Anggota F-PDIP Eddy Mihati mengatakan, temuan dari Komnas HAM dalam laporan investigasi yang dirilis 8 Mei 2009 menyebutkan bahwa sejumlah besar warga negara atau kurang lebih 25-40 persen pemilih potensial mengalami pembiaran sehingga mereka dilanggar hak konstitusionalnya.
Selain itu, dengan diterbitkan Perpu Nomor 1 tahun 2009 yang menjadi pegangan KPU untuk melakukan rekapitulasi ulang juga gagal menuntaskan persoalan data pemilih ini. Jika dihitung dari Daftar Pemilih Tetap (DPT) KPU yang berjumlah 171,3 juta pemilih, tercatat 49,7 juta orang atau 29 persen tidak dapat menggunakan hak pilihnya. “Jumlah angka golput ini tergolong tinggi,†kata Eddy.

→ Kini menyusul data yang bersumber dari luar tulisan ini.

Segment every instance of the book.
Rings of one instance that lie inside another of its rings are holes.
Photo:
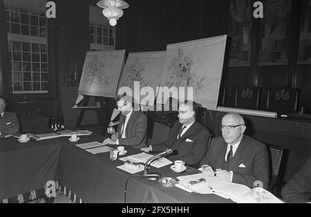
[[[268,191],[255,187],[250,189],[244,185],[221,181],[217,177],[209,177],[203,174],[177,177],[176,186],[188,192],[214,194],[238,203],[283,203]]]

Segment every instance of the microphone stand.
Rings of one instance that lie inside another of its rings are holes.
[[[165,152],[163,152],[162,153],[160,153],[157,155],[153,156],[153,157],[151,157],[149,159],[148,159],[148,161],[146,162],[146,163],[144,164],[144,174],[142,175],[142,178],[149,179],[149,180],[158,180],[160,179],[160,174],[159,172],[156,172],[154,174],[149,174],[148,173],[148,167],[149,166],[149,165],[156,159],[159,158],[160,157],[161,157],[162,155],[164,154],[171,154],[173,153],[173,151],[171,149],[167,149]]]

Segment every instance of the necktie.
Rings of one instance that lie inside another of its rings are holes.
[[[178,139],[181,137],[181,134],[182,133],[182,131],[184,131],[185,128],[186,128],[186,126],[184,126],[182,128],[180,128],[178,131]]]
[[[232,158],[233,158],[232,148],[233,148],[233,146],[230,145],[230,150],[229,151],[228,154],[227,154],[227,163],[229,163],[231,159],[232,159]]]
[[[121,132],[121,137],[122,136],[123,132],[124,132],[125,122],[126,121],[126,118],[127,118],[127,116],[125,116],[124,122],[123,122],[122,131],[122,132]]]
[[[233,158],[232,148],[233,148],[233,146],[230,145],[230,150],[229,151],[228,154],[227,155],[227,163],[229,163],[231,159],[232,159],[232,158]]]

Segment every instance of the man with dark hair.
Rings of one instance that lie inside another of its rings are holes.
[[[301,169],[282,189],[282,197],[288,203],[311,202],[311,157]]]
[[[210,176],[215,175],[223,181],[250,188],[261,183],[261,187],[267,189],[269,160],[265,145],[244,135],[245,123],[239,114],[225,115],[220,129],[223,136],[213,139],[199,169]]]
[[[121,112],[117,137],[106,138],[104,145],[131,145],[135,148],[147,147],[147,116],[134,110],[130,96],[117,96],[117,107]]]
[[[19,132],[19,121],[15,113],[4,112],[6,101],[0,98],[0,138],[6,138]]]
[[[141,150],[163,152],[169,148],[177,152],[176,155],[168,157],[171,161],[182,161],[188,165],[200,163],[207,149],[209,132],[196,121],[198,107],[198,105],[191,101],[181,103],[178,109],[179,122],[175,123],[166,141]]]

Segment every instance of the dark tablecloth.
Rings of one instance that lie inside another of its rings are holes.
[[[44,187],[57,180],[64,138],[20,143],[12,137],[0,140],[0,200]]]
[[[130,174],[116,168],[124,164],[117,160],[111,161],[109,153],[92,154],[75,145],[90,141],[102,142],[103,138],[96,135],[82,137],[76,143],[66,142],[61,154],[60,180],[67,191],[76,194],[86,203],[124,203],[125,183]],[[141,152],[126,147],[130,156]],[[170,165],[149,171],[160,172],[161,176],[176,177],[179,174],[170,169]],[[198,173],[193,169],[182,175]],[[142,172],[138,173],[142,175]],[[188,193],[177,187],[164,188],[158,181],[142,177],[133,177],[128,183],[126,203],[232,203],[218,196]]]

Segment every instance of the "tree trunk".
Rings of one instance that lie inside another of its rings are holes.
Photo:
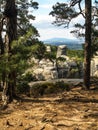
[[[91,0],[85,0],[85,59],[84,59],[84,87],[90,89],[91,62]]]
[[[17,9],[15,5],[15,0],[6,0],[4,15],[7,19],[7,46],[8,46],[8,62],[11,60],[12,49],[11,43],[17,38]],[[16,76],[15,70],[10,70],[9,74],[6,75],[8,78],[6,85],[4,86],[3,97],[5,97],[4,102],[11,102],[13,100],[13,95],[15,94]],[[7,98],[8,97],[8,98]]]

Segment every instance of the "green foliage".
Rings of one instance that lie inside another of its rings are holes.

Dalam hal pelaksanaan Pemilu Legislatif, tidak ada TPS yang tidak menghadapi problem DPT yang tidak akurat. Menurut Eddy, persoalan DPT ini merupakan kategori pelanggaran administratif dan pelanggaran pidana sekaligus yang dilakukan oleh pemerintah dan KPU.

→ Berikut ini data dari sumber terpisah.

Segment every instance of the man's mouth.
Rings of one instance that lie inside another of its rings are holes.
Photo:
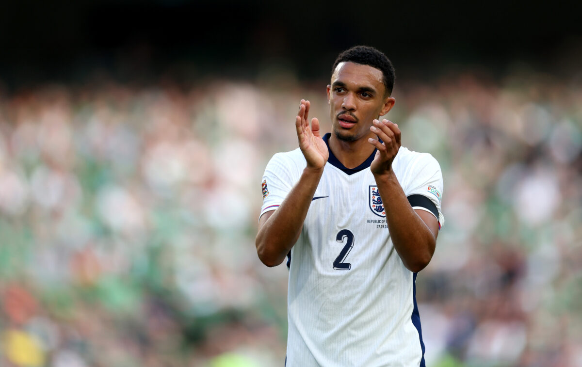
[[[349,115],[342,115],[338,116],[339,126],[345,129],[350,129],[358,122],[357,119]]]

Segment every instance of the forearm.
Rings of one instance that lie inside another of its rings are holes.
[[[268,266],[281,263],[297,242],[323,169],[306,168],[299,181],[274,212],[260,220],[255,245],[261,261]]]
[[[394,248],[406,268],[420,271],[434,254],[435,236],[410,206],[393,171],[375,178]]]

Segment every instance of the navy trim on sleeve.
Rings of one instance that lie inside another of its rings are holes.
[[[421,206],[428,211],[430,211],[431,213],[435,215],[436,217],[436,219],[438,220],[438,211],[436,210],[436,205],[435,203],[432,202],[430,199],[423,195],[419,195],[418,194],[416,195],[411,195],[407,198],[408,199],[408,202],[410,203],[410,206],[412,207],[414,206]]]

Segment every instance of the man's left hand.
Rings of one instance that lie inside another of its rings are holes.
[[[374,174],[388,173],[392,170],[392,161],[400,147],[400,129],[398,125],[385,119],[382,122],[374,120],[370,130],[383,141],[380,142],[371,138],[368,140],[370,144],[378,148],[370,166],[370,170]]]

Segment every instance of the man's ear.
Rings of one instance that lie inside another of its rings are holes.
[[[396,99],[393,97],[387,97],[384,99],[384,105],[382,108],[382,111],[380,112],[380,116],[384,116],[388,113],[388,111],[392,109],[394,106],[394,104],[396,103]]]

Namun sayangnya, kata Eddy, hingga saat ini belum ada langkah hukum dari pihak Kejaksaan atau Kepolisian. Pelanggaran tersebut memenuhi ketentuan pasal 260 yakni terbukti lalai atau dengan sengaja mengakibatkan orang lain kehilangan hak pilihnya.
Dalam hal ini dia menanyakan, bagaimana Bawaslu sebagai pengawas pemilu dan Kejaksaan serta Kepolisian sebagai pihak yang harus menindaklanjuti pelanggaran DPT ini bertindak. Dan bagaimana kerja Gakundu dalam menangani masalah DPT ini.
Selain itu, Eddy juga mempersoalkan perihal tertukarnya surat suara pada Dapil yang berbeda. KPU mengeluarkan surat edaran Nomor 676 dan 684 yang intinya menganggap surat-surat suara yang tertukar diberbagai daerah itu dianggap sah, yaitu dengan memasukkan suara ke suara partai.
Menurut Eddy, kebijakan KPU tersebut menyalahi ketentuan Pasal 288 UU Nomor 10 tahun 2008 tentang Pemilu, karena menjadikan suara seorang pemilih tidak bernilai dan masuk kategori tindak pidana yang penyelesaiannya dapat dilakukan melalui mekanisme pembentukan badan kehormatan.
Sejauh ini, belum ada tindak lanjut yang memadai dalam menuntaskan berbagai kasus pelanggaran, bahkan terjadi silang sengketa antara Bawaslu, KPU dan penegak hukum (Kejagung dan Polri). “Tugas Gakundu di dalam menangani masalah ini masih mengambang,†kata Eddy.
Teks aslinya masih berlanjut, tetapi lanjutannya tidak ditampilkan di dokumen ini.